Dalai Lama visits northeastern India

April 1, 2017

Exiled Tibetan spiritual leader, the Dalai Lama, has begun his 12-day trip to India's northeastern areas. China, which claims some of those regions, warned India the trip would have an adverse impact on bilateral ties.

Tschechien Dalai Lama in Prag
Image: picture-alliance/AP Photo/D. Josek

The Dalai Lama began his trip Saturday with a public talk in the northeastern Indian city of Guwahati in Assam state and is scheduled to visit the neighboring Arunachal Pradesh state on Tuesday. China claims the region in the eastern Himalayas as "South Tibet," therefore Chinese territory.

The spiritual leader of Tibetan Buddhists told media the purpose of his visit to these areas is to promote religious harmony.

However, Beijing expressed its anger over the Dalai Lama visit.

"India still invites the 14th Dalai Lama to visit disputed areas of China-India borders. This will gravely damage the peace and stability of the border regions between China and India and China-India relations," Chinese Foreign Ministry spokesman, Lu Kang, said during a press briefing on Friday.

But the Dalai Lama, whom Beijing considers a separatist, responded to the reporters' questions about Chinese warnings by saying, "Everything is normal."

China and India have been embroiled in a dispute concerning a 3,500-kilometer-long (2,175-mile-long) border, which led to a war in 1962. India says China occupies 38,000 square kilometers (14,600 square miles) of territory along the Aksai Chin plateau, while China claims parts of Arunachal Pradesh.

In October last year, when Beijing first protested the Dalai Lama's planned northeast India trip, Indian Foreign Ministry spokesman Vikas Swarup asserted that his country would not bar the Nobel Peace laureate from visiting the region.

"The Dalai Lama is a revered spiritual figure and an honored guest of India. He is absolutely free to travel to any part of the country," Swarup said.

"He has a sizeable following among the Buddhists in Arunachal Pradesh who would like to seek his blessings. He has visited the state in the past as well and we see nothing unusual if he visits again," he added.

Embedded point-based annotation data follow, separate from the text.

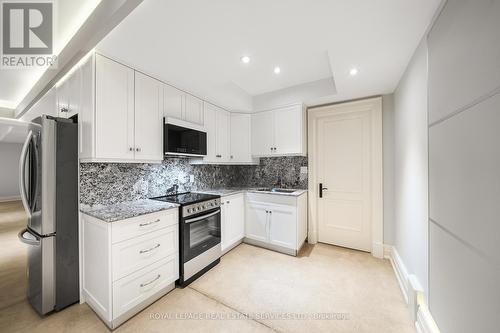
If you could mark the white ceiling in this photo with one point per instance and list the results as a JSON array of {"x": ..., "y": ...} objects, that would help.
[
  {"x": 197, "y": 44},
  {"x": 69, "y": 15}
]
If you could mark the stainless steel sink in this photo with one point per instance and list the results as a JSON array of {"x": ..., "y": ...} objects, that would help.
[{"x": 278, "y": 190}]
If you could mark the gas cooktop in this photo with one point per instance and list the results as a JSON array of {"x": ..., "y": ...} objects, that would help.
[{"x": 186, "y": 198}]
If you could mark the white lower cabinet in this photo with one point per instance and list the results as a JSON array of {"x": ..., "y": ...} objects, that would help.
[
  {"x": 276, "y": 222},
  {"x": 232, "y": 220},
  {"x": 129, "y": 264}
]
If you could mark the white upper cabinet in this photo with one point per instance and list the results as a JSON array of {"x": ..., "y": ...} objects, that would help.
[
  {"x": 120, "y": 113},
  {"x": 46, "y": 105},
  {"x": 289, "y": 130},
  {"x": 211, "y": 128},
  {"x": 193, "y": 111},
  {"x": 182, "y": 106},
  {"x": 262, "y": 133},
  {"x": 173, "y": 100},
  {"x": 279, "y": 132},
  {"x": 217, "y": 126},
  {"x": 222, "y": 135},
  {"x": 148, "y": 118},
  {"x": 240, "y": 142},
  {"x": 114, "y": 112}
]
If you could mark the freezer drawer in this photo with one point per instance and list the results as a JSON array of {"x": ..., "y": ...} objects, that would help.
[{"x": 41, "y": 270}]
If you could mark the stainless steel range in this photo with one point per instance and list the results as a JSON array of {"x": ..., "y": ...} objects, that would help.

Ties between Beijing and New Delhi are already tense with the former forging closer ties with India's arch-rival Pakistan.

Recalling the 1959 trip

The Dalai Lama last visited Arunachal Pradesh in 2009. China opposed that trip too, but there was no major impact of the visit on the Sino-Indian ties.

Arunachal Pradesh has one of the largest centers of Tibetan Buddhism in TawangImage: picture-alliance/dpa/dinodia

The Dalai Lama, who won the 1989 Nobel peace prize, sought refuge in India in the early 1950s, after Chinese troops "liberated" Tibet. The Tibetan government in exile operates from Dharamsala in the northern Indian state of Himachal Pradesh.

"Whenever I come to the northeast of India, it feels like a reunion with people here," the Dalai Lama said Saturday. "When I revisit the Tawang area, I am reminded of the freedom that I had experienced for the first time (in 1959). That was the beginning of a new chapter in my life."

Buddhist-majority Arunachal Pradesh has one of the largest centers of Tibetan Buddhism in Tawang, where the Dalai Lama is scheduled to address Buddhist devotees from Wednesday to Friday.